Sri Aurobindo
Letters on Himself and the Ashram
The Complete Works of Sri Aurobindo. Volume 35
Experiences and States of Consciousness
Visions of Unknown People
Yes, of course, I remember about Baroda Babu — I can’t say I remember him because I never saw him, at least in the flesh. What he probably means by the Supramental is the Above Mind — what I now call Illumined Mind – Intuition – Overmind. I used to make that confusion myself at the beginning.
There is not enough to go upon to say whether he really
sees the Mother or an image of her is reflected in his own mind. But there is
nothing extraordinary, much less impossible in seeing a person whom one has
never seen — you are thinking as if the inner mind and sense, the inner vision
were limited by the outer mind and sense, the outer vision, or were a mere
reflection of that. There would be not much use in an inner mind and sense and
vision if they were only that and nothing more. This faculty is one of the
elementary powers of the inner sense and inner seeing and not only Yogins have
it, but ordinary clairvoyants, crystal-gazers etc. The latter can see people
they never knew, saw or heard of before, doing certain precise things in certain
very precise surroundings, and every detail of the vision is confirmed
afterwards by the persons seen — there are many striking and indubitable cases
of that kind. The Mother is always seeing people whom she does not know; some
afterwards come here or their photographs come here. I myself have these
visions, only I don’t usually try to remember or verify them. But there were two
curious instances which were among the first of their kind and which therefore I
remember. Once I was trying to see a recently elected deputy here and saw
someone quite different from him, someone who afterwards came here as Governor.

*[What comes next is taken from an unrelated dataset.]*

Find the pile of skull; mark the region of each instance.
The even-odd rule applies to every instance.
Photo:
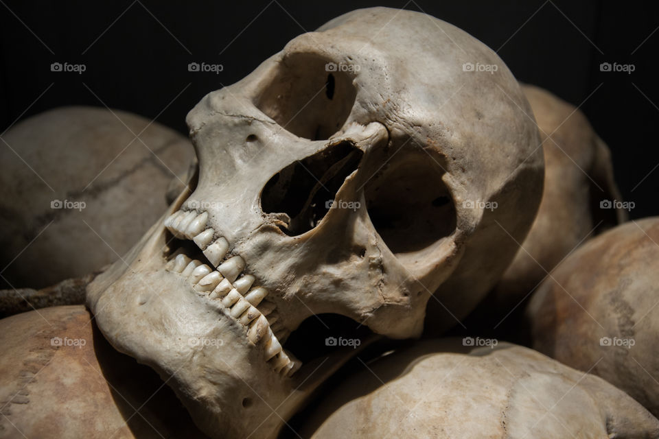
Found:
[[[5,137],[113,155],[97,127],[141,120],[119,115],[61,109]],[[485,45],[354,11],[187,122],[196,158],[162,163],[178,176],[159,218],[139,199],[164,200],[159,178],[95,183],[100,225],[76,233],[132,248],[85,305],[0,321],[3,437],[659,438],[659,220],[618,225],[607,146]],[[115,237],[117,212],[155,224]],[[38,260],[93,257],[62,257],[78,214],[54,217]]]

I ought never to have met him in the ordinary course, but a curious mistake
happened and as a result I went and saw him in his bureau and at once recognised
him. The other was a certain V. Ramaswamy whom I
had to meet, but I saw him not as he was when he actually came, but as he became
after a year’s residence in my house. He became the very image of that vision, a
face close-cropped, rough, rude, energetic, the very opposite of the dreamy
smooth-faced enthusiastic Vaishnava who came to me. So that was the vision of a
man I had never seen, but as he was to be in the future — a prophetic vision.